NE: Another dictated and quickly revised post. Sorry for the mess.

Last night I was trying to develop a Prometheeus exporter for Apache logs. There's only one already written but it doesn't provide much information, and I just wanted to try myself (yes, a little NIH).

So I decided to start with the usual thing; that is, parsing the log lines. What's the best thing to do this than regular expressions and since I needed to capture a lot of stuff, and then be able to reference them, I thought "Oh yeah, now I remember my project dinant. What happened with it?"

I opened the last version of the source file and I found out that it's incomplete code and it's not in a good shape.
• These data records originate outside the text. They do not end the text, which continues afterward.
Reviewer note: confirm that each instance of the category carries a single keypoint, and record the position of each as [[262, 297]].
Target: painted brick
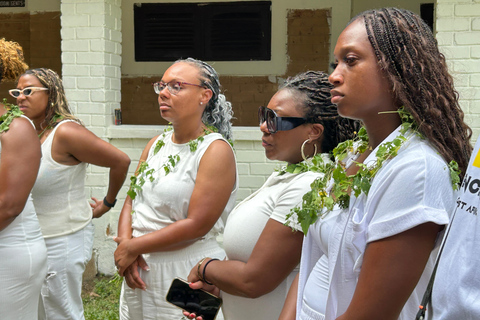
[[467, 10]]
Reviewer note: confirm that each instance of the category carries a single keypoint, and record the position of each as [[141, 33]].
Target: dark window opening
[[427, 13], [217, 31]]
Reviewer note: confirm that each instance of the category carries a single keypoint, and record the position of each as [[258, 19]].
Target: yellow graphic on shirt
[[476, 162]]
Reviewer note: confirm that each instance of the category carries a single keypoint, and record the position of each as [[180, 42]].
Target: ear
[[316, 131], [206, 96]]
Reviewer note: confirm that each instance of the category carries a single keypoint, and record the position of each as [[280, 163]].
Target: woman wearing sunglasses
[[262, 252], [22, 248], [190, 179], [58, 195]]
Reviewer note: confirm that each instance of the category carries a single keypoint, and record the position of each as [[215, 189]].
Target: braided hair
[[408, 55], [57, 101], [313, 89], [11, 60], [218, 111]]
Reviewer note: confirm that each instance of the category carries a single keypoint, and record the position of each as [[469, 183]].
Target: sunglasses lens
[[271, 120]]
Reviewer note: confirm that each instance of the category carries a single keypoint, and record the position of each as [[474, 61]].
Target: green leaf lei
[[145, 172], [325, 195], [6, 119]]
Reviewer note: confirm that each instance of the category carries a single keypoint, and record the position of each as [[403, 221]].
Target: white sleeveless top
[[59, 194], [24, 226], [166, 199]]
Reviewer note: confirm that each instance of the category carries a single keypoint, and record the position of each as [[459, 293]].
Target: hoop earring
[[302, 150]]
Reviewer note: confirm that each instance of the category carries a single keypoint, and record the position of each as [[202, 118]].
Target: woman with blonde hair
[[22, 248]]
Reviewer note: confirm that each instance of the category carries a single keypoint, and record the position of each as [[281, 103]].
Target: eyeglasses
[[276, 123], [173, 87], [26, 91]]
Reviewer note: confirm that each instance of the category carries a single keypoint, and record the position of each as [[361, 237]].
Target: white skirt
[[164, 267]]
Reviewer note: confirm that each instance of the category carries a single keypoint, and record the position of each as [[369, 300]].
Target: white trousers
[[164, 267], [62, 288]]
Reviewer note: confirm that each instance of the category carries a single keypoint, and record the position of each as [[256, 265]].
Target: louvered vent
[[232, 31]]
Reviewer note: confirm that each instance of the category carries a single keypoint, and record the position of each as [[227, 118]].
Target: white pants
[[62, 288], [164, 266]]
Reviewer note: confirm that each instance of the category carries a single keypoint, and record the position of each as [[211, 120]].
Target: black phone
[[197, 301]]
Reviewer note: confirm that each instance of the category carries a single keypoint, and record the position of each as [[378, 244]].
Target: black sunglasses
[[276, 123]]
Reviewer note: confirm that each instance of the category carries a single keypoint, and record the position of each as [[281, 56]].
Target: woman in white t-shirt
[[390, 75], [262, 252]]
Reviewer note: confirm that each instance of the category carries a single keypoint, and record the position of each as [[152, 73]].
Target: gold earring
[[302, 149]]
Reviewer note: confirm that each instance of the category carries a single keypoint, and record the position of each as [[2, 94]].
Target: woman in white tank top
[[58, 195], [22, 248], [177, 214]]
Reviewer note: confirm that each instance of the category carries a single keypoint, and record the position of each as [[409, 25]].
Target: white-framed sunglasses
[[26, 91]]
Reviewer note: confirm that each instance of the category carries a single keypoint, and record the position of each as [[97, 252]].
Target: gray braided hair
[[218, 112]]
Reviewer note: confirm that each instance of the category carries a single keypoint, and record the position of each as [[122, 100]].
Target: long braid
[[218, 111], [57, 101], [408, 54], [12, 64], [314, 89]]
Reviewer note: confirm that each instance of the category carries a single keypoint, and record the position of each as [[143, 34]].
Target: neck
[[183, 133], [381, 128]]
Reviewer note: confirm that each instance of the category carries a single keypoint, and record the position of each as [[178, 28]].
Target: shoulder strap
[[427, 296]]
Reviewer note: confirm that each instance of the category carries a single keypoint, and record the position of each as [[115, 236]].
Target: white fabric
[[411, 189], [61, 291], [159, 204], [273, 200], [456, 290], [59, 194], [166, 199], [23, 267], [164, 267], [313, 282]]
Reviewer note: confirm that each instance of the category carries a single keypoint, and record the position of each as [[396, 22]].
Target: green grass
[[101, 298]]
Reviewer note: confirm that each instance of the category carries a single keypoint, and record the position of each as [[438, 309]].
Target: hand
[[132, 276], [123, 255], [98, 208], [191, 315]]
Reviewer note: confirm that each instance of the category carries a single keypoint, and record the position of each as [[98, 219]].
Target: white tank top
[[59, 194]]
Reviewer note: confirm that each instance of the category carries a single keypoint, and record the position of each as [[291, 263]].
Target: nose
[[335, 77]]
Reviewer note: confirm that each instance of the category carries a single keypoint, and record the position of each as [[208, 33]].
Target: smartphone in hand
[[197, 301]]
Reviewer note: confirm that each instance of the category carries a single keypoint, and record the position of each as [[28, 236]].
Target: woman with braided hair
[[262, 252], [173, 219], [59, 197], [22, 248], [389, 74]]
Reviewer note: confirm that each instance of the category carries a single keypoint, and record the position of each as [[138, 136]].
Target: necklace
[[145, 172], [334, 188], [6, 119]]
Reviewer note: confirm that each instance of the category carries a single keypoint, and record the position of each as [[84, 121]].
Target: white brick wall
[[91, 57], [458, 34]]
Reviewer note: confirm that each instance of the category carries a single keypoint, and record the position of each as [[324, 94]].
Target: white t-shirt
[[273, 200], [411, 189], [456, 290]]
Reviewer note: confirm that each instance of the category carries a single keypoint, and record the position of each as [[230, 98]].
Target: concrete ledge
[[128, 131]]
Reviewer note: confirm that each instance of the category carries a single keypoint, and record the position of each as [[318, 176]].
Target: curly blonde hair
[[12, 64]]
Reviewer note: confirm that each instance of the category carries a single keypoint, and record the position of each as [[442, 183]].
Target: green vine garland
[[6, 119], [324, 196], [145, 172]]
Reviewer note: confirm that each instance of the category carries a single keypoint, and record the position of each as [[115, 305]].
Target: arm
[[275, 255], [19, 163], [390, 271], [74, 143], [212, 190], [290, 307]]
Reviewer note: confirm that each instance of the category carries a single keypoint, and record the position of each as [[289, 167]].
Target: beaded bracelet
[[199, 274], [204, 268]]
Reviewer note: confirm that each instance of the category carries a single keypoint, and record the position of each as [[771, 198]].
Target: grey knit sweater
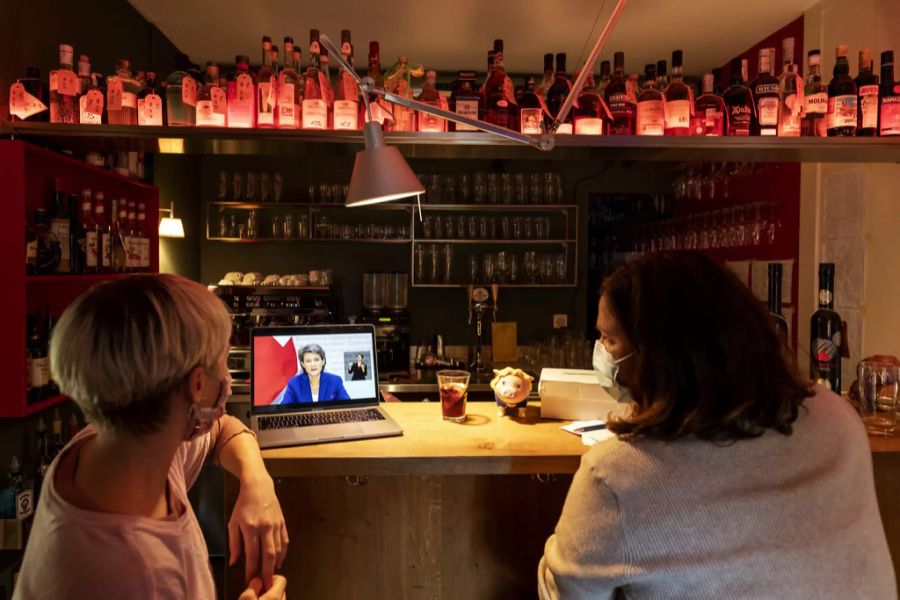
[[772, 517]]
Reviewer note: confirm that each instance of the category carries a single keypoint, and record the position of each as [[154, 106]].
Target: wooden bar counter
[[447, 510]]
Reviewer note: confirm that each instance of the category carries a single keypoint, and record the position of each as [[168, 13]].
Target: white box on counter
[[576, 395]]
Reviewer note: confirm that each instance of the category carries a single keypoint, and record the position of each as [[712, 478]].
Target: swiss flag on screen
[[275, 362]]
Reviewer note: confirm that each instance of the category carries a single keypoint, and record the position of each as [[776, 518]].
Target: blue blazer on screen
[[331, 387]]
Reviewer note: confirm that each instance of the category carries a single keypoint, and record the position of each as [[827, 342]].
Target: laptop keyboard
[[327, 417]]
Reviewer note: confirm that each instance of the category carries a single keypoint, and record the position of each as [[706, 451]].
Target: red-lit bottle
[[679, 100], [620, 100], [709, 111]]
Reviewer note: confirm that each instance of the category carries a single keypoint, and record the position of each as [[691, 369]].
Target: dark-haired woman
[[731, 477]]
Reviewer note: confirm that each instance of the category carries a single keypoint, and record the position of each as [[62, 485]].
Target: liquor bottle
[[38, 362], [121, 95], [590, 114], [430, 95], [815, 99], [90, 101], [825, 334], [739, 100], [48, 251], [101, 228], [142, 242], [651, 112], [604, 78], [621, 102], [287, 103], [265, 85], [315, 102], [500, 102], [59, 226], [241, 94], [88, 225], [464, 100], [679, 100], [889, 105], [767, 94], [778, 319], [791, 85], [709, 111], [867, 92], [212, 103], [547, 80], [346, 92], [531, 108], [28, 97], [150, 103], [842, 98], [64, 89]]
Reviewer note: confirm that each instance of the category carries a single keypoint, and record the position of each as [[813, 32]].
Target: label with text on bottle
[[315, 114], [842, 111], [346, 114], [890, 114], [868, 107], [651, 117]]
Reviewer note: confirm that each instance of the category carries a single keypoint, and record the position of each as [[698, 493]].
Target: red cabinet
[[27, 174]]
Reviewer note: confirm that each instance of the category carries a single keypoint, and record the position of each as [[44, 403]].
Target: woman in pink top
[[145, 359]]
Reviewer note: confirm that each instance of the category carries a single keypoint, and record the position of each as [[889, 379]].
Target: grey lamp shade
[[380, 173]]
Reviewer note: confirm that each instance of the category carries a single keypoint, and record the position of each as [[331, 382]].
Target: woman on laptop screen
[[313, 384]]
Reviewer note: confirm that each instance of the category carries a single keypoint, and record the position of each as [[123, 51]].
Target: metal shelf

So I said "look, it's too late, I'm not going to put it back in shape this because, even if I'm doing this for a hobby, eventually I will need this for work, so I will try to get something quick fast, and then when I have the time I'll see if I can revive dinant". So the answer to the title question is "maybe".

One of the ideas of dinant was that you would build your regular expressions piece by piece. Because it provides blocks that you could easily combine, that made building the regular expression easy, but it doesn't mean that you cannot do that already. For instance the first thing I have to parse is an IP address. What's an IP address? It's four octets joined by three dots. So we just define a regular expression that matches the octet and then a regular expression that matches the whole IP. Then for the rest of the fields of the line I kept using the same idea.

Another tip is that for defining regular expressions I like to use r-strings, raw strings, so backslashes are escaping regular expression elements like . or * and not escaping string elements like \n or \t, and given that they are prefixed by r, to me it's not only a raw string but it's also a regular expression string :)

Finally, building your regular expressions block by block and then combining them in a final regular expression should make your regular expressions easier to test, because then you can you can build test code that test each block individually, and then you test bigger and bigger expressions, exactly like I did for dinant.

Here's the regexps quite well tested:

import re

capture = lambda name, regexp: f"(?P<{name}>{regexp})"

octect = r'([0-9]|[1-9][0-9]|1[0-9]{1,2}|2[0-4][0-9]|25[0-5])'
assert re.fullmatch(octect, '0') is not None
assert re.fullmatch(octect, '9') is not None
assert re.fullmatch(octect, '10') is not None
assert re.fullmatch(octect, '99') is not None
assert re.fullmatch(octect, '100') is not None
assert re.fullmatch(octect, '255') is not None
assert re.fullmatch(octect, '-1') is None
assert re.fullmatch(octect, '256') is None

IPv4 = r'\.'.join([octect] * 4)  # thanks to r'', the \ is a regexp escape symbol, not a string escape symbol
assert re.fullmatch(IPv4, '0.0.0.0') is not None
assert re.fullmatch(IPv4, '255.255.255.255') is not None
assert re.fullmatch(IPv4, '255.255.255') is None
assert re.fullmatch(IPv4, '255.255') is None
assert re.fullmatch(IPv4, '255') is None

Meanwhile, after reading this, I decided to just use the grok exporter. More on that soon.

Update

Talking this morning about it with a friend, I realized that the IPv4 regex is more complex than it needs to be: Apache logs will never have a wrong IP, unless they're badly misbehaving, at which point you should have better ways to detect that.